The international group exhibition will use a variety of techniques and media (installation, multimedia) to capture and convey states of transience.
Emplotment
13 May – 28 August 2022
The international group exhibition entitled Emplotment focuses on the reworking and performative representation of trauma sources using the tools of visual art. The exhibit will examine how the role of the artist has changed in recent decades and what new approaches and perspectives have emerged in the field of trauma processing. Although the analysis of the relationship between art and trauma has a long history, the exhibition emphasises the relational aspect beyond the issue of representation and representability.
“I Am Not A Robot” – On the Borders of the Singularity
15 September – 27 November 2022
As a harbinger of the (supposedly) imminent arrival of the Singularity, the exhibition explores the powerful impact of technological development on our daily lives.
One of the defining global phenomena of our time is digitalisation, which has transformed human life in an evolutionary leap over the past decades, rewriting centuries of fixed habits, forms and behavioural patterns. The digital turn is still ongoing, with our lives moving from offline to online, and the digital presence growing rapidly. Digital technology in its current state is a new normativity that is part of work and life: not an enemy, not a friend, but a natural part of life...
Smaller Worlds: Diorama in Contemporary Art
13 October 2022 – 15 January 2023
The diorama and its cousin, the peep-box, take a variety of forms, both in art and in its border areas: from conveying scientific or social messages to pop art and the grotesque. The common feature of the different dioramas is the crossing over into another dimension. Similar to children’s dollhouses, the diorama is an attempt to interpret the unfathomable outside world by reducing it to a manageable size, rendering it harmless and bounded, and bringing it fully under human control.
After Dreams: I Dare to Defy the Damage
Exhibition at the 59th Venice Biennale of Fine Arts, Hungarian Pavilion
15 December 2022 – 26 February 2023
This year, the Hungarian Pavilion at the 59th Venice Biennale will feature a solo exhibition by Zsófia Keresztes, entitled After Dreams: I Dare to Defy the Damage, which could perhaps never be more topical than after the pandemic crisis. The exhibition seeks to explore the ambivalent relationship of past and present to the future and the stages of finding identity in four major units. After Venice, the exhibition will be presented in Budapest, as usual.

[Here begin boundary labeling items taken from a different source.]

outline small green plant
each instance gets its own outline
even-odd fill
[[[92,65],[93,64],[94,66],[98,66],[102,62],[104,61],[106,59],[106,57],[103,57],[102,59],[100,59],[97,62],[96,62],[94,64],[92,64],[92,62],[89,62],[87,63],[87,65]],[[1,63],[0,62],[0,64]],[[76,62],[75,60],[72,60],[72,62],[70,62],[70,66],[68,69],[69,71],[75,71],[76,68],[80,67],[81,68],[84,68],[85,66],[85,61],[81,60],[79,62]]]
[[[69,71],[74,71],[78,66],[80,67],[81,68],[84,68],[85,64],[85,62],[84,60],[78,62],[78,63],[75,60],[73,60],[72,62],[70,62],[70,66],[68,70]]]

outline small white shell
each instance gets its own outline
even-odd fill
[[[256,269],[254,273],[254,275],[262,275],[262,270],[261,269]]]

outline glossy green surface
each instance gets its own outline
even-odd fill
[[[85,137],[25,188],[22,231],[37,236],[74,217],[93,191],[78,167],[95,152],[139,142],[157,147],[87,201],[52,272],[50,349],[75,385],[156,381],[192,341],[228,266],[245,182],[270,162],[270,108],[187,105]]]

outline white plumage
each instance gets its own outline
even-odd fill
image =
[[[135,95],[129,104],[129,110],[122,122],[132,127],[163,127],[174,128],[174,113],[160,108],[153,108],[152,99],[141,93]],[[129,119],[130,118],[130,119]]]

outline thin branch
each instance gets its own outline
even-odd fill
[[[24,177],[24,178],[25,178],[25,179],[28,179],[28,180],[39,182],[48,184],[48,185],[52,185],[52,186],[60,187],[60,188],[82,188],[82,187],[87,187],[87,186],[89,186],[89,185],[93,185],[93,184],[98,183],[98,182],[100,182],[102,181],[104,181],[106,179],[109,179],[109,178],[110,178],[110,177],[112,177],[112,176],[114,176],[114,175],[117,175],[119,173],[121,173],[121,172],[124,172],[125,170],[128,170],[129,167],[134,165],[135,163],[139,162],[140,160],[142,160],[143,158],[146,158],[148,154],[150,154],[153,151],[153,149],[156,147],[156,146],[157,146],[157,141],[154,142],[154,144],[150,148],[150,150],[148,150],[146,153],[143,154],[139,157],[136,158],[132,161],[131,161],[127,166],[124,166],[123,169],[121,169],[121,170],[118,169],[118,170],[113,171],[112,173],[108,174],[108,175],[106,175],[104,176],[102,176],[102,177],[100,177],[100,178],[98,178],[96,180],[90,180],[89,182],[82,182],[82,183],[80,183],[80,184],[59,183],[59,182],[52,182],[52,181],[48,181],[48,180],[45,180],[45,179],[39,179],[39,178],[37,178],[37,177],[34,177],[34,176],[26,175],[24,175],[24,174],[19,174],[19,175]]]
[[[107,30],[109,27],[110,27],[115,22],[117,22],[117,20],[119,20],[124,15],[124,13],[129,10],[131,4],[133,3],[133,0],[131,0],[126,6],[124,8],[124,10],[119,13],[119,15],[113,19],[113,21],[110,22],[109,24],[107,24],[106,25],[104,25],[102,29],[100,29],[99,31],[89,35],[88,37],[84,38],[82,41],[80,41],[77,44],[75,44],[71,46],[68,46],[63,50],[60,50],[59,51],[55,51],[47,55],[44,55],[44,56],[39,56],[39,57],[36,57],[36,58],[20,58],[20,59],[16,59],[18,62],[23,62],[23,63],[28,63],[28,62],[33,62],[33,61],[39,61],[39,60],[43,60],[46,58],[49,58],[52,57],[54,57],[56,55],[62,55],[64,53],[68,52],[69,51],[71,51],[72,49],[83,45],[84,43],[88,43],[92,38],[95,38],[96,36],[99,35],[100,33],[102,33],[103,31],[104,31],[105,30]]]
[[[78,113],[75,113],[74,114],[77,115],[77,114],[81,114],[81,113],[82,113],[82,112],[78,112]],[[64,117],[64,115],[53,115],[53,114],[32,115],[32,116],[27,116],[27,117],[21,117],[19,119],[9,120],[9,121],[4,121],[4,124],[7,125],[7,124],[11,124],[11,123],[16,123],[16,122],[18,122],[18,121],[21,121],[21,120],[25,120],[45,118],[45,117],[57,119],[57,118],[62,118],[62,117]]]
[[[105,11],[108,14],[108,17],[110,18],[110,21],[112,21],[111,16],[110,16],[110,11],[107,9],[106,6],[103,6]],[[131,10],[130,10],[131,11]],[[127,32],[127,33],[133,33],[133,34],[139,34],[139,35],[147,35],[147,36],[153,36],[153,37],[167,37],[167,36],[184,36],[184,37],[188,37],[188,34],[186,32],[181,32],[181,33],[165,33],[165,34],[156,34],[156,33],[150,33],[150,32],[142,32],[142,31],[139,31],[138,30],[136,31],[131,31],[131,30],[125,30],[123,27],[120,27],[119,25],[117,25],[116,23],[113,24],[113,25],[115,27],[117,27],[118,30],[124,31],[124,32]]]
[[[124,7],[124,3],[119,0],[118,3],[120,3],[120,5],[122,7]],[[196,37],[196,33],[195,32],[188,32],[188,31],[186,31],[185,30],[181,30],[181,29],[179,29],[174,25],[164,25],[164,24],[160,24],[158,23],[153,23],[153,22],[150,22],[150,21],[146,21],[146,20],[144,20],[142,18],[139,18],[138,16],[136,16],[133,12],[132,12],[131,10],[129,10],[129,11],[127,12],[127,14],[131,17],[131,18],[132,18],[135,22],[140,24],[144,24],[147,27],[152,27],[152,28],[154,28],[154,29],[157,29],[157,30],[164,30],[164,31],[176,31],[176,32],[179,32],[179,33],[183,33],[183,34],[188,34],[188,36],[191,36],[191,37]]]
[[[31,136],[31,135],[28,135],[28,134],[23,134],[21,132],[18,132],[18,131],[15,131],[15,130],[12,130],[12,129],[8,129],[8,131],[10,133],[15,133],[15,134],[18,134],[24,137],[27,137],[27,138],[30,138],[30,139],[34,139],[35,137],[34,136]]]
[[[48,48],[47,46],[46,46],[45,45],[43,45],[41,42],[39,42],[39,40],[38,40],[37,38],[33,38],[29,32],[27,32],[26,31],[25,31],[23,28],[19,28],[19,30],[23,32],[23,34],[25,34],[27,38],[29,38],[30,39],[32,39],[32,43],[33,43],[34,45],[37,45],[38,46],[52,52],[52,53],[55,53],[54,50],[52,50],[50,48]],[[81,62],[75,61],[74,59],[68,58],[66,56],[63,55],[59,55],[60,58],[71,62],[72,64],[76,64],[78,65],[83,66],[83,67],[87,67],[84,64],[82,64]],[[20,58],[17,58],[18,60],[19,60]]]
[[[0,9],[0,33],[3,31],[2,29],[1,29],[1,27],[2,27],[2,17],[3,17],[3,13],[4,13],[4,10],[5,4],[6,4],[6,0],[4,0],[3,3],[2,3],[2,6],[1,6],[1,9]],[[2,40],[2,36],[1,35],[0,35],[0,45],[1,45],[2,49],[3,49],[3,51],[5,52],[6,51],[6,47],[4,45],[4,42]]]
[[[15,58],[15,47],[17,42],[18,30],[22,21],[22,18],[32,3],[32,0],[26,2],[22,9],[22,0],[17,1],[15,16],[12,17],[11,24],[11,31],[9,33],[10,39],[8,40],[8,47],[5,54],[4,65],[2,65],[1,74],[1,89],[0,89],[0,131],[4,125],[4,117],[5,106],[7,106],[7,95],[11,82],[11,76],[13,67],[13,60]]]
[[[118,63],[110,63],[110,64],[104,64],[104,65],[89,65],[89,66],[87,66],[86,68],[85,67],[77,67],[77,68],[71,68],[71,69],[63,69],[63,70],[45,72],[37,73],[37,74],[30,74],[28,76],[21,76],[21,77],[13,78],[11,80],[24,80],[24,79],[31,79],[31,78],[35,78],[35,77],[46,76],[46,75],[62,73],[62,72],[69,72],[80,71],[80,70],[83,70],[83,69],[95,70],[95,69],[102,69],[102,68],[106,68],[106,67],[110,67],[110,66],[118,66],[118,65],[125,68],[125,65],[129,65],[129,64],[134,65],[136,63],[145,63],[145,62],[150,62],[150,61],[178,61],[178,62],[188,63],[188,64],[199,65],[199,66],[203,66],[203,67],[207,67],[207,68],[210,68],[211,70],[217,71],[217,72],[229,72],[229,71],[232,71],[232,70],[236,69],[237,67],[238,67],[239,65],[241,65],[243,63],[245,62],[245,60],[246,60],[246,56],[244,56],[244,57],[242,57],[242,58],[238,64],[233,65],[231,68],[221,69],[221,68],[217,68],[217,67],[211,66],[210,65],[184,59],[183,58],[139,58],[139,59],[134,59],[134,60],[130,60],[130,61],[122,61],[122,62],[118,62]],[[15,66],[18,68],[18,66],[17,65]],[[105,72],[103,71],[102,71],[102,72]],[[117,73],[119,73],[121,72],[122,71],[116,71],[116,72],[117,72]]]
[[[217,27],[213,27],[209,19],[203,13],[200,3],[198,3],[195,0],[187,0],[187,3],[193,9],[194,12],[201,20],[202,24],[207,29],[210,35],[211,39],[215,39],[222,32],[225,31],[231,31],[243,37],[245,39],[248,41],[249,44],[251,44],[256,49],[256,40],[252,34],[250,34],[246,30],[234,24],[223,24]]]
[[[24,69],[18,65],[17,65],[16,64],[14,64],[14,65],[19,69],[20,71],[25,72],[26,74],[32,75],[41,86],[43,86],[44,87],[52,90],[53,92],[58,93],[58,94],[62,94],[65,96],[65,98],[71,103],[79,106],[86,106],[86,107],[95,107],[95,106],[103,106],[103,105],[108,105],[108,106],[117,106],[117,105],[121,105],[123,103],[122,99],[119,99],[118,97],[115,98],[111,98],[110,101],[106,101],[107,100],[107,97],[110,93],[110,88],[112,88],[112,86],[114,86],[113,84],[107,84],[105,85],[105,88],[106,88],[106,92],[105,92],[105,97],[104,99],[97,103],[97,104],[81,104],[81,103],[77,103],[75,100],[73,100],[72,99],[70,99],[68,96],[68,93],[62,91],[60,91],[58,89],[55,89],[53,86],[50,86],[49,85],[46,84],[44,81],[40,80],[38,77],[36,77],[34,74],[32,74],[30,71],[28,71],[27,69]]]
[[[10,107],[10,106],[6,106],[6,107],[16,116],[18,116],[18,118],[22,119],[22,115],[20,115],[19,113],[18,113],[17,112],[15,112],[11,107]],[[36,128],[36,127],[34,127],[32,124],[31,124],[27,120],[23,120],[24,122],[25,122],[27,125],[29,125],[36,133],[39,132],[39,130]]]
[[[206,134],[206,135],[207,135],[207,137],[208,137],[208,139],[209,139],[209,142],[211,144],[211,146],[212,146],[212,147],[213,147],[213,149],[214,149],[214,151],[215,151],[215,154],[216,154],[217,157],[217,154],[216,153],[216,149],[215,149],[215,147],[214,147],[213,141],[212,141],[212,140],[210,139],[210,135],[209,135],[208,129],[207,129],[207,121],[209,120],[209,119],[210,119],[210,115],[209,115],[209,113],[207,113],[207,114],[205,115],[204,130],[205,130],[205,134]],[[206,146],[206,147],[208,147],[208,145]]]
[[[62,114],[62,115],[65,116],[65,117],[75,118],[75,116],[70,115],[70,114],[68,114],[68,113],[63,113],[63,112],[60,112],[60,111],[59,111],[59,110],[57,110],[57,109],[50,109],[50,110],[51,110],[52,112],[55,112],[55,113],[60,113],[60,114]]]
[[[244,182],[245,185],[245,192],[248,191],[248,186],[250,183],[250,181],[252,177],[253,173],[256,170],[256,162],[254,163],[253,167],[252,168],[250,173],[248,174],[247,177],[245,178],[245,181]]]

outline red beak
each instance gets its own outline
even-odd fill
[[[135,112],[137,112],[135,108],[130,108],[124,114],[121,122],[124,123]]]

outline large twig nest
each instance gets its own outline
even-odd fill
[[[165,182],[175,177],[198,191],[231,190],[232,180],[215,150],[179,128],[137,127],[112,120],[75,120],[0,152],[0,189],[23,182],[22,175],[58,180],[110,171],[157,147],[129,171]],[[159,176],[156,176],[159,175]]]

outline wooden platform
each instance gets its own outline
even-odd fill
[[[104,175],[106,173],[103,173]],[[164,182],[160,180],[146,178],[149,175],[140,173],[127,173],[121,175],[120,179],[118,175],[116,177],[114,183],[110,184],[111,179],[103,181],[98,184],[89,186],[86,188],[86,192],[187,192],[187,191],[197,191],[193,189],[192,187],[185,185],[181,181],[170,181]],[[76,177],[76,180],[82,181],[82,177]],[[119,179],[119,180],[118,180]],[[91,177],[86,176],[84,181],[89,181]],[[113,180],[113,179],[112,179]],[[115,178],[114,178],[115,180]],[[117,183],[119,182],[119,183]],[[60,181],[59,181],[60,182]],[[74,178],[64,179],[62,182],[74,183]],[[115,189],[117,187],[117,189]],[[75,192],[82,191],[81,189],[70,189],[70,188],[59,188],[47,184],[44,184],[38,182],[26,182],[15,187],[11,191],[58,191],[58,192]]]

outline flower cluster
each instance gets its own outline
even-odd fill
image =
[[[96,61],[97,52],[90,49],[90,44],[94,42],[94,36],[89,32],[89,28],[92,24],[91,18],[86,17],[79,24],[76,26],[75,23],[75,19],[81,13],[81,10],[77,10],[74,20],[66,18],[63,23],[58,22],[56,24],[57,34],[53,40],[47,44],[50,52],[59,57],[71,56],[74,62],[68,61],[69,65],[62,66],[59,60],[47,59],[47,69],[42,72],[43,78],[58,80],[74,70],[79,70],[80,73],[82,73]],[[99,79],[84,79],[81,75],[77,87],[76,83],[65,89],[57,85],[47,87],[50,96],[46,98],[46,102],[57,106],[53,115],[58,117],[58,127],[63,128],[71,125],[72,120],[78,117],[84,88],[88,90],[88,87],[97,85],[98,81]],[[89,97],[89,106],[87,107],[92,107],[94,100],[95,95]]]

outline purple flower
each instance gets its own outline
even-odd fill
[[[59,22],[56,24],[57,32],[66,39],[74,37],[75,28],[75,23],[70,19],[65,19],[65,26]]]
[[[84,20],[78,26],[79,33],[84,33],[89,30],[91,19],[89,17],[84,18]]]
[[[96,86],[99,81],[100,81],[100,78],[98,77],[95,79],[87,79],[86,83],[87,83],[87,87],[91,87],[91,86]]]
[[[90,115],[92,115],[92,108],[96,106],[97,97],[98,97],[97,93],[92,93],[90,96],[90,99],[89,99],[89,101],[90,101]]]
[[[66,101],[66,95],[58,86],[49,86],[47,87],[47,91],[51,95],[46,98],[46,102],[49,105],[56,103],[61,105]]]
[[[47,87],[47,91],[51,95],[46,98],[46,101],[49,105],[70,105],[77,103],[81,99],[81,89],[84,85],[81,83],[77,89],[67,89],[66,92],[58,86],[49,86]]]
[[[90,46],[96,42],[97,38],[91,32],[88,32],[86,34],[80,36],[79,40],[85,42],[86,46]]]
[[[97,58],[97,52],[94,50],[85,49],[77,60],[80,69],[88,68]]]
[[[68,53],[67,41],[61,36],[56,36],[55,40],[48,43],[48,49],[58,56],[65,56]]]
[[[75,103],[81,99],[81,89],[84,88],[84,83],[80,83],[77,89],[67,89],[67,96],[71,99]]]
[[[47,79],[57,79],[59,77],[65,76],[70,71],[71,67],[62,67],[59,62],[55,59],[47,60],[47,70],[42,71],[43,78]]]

TIME MACHINE – A NEW SELECTION FROM THE COLLECTION OF THE LUDWIG MUSEUM
1. September, 2020 – 8 January 2023
Time machine is a device that only exists in theory so far, with the help of which we can fly our physical body into the past or the future. The new exhibition at the Ludwig Museum is not about the science-fiction possibility of time travel, but examines the relationship between time and art from different perspectives, and sees the works themselves as time machines that allow us to travel mentally.